Adjusted for age and insulin at baseline

*

Diabetes-Specific Social Support Scale is scored from 0-100 with higher scores indicating higher levels of social support.

Discussion

Among this population of low-income predominantly African American and male Veterans with poor glycemic control, participants in both peer support interventions made significant improvements in their glycemic control at the end of the program, and gains were sustained at 12 months (six months after the program ended). The mean baseline systolic blood pressure was 138 mm Hg (slightly above recommended VA guidelines of 135 mm Hg), and there was no significant change at 6- or 12-months. Both groups reported significant improvements in diabetes-specific social support at 6- and 12-months. There were no between-group differences in any of these outcomes.

This study found that both peer support models were effective in improving A1c levels right after the interventions, and importantly, these gains were sustained six months after the programs’ conclusion. This finding is consistent with the large and growing body of evidence on the effectiveness of volunteer peer support interventions in improving diabetes outcomes.17,40 Although there was not a usual care comparison group, multiple prior RCTs comparing peer support not only to usual care16,41,42 but also to nurse care management13 and to financial incentives14 have shown A1c improvements of at least 0.5% greater in the peer support arms than in comparison arms. In prior diabetes RCTs in VA, participants in the usual care arm did not have significant decreases in their A1c levels, and in some cases had increases in their A1c over the six-month study period. [13, 14] The A1c improvements of >0.5% achieved at both six- and 12-months in both intervention groups in this study are both statistically and clinically significant.

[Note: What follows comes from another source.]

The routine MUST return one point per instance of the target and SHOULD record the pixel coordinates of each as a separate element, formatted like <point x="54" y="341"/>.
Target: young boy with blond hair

A mean difference in A1c level of 0.5% translates into an absolute 2.8% risk reduction in diabetes events over 10 years, or a number needed to treat of 36.43

Of note, these clinically significant and sustained gains were not further improved through use of an e-health educational tool in the initial face-to-face visit and its availability to participants throughout the intervention period. This study is among the first efforts to respond to the call for the testing of e-Health consumer health applications for use by nontraditional caregivers such as volunteer peer coaches with racial and ethnic minority and low-literate populations.26 The iDecide software used state of the art software to deliver personally tailored educational information to participants, thus possibly increasing its personal relevance, and enabled participants to engage actively with the delivered information (e.g., examining how changes in their own A1cs would affect their risks of different complications). Yet, in this study, participants in the peer support-alone group achieved equally substantial improvements in A1c as those in the iDecide group. This suggests that the ongoing supportive relationships between peer coaches and their assigned patients in both peer support arms were the most important active ingredient in the intervention’s success. This is good news for resource-constrained health systems that may lack the capacity to develop, continually update, and manage tailored e-health programs. Volunteer peer support programs can be important complements to over-burdened formal health care providers to improve the frequency and intensity of ongoing support between face-to-face clinic visits. Unlike most other tested diabetes management support programs, gains achieved over the six-month intervention period were sustained six months after the end of the program. Moreover, such programs that mobilize patients to help other patients could realistically be provided over sustained periods of time.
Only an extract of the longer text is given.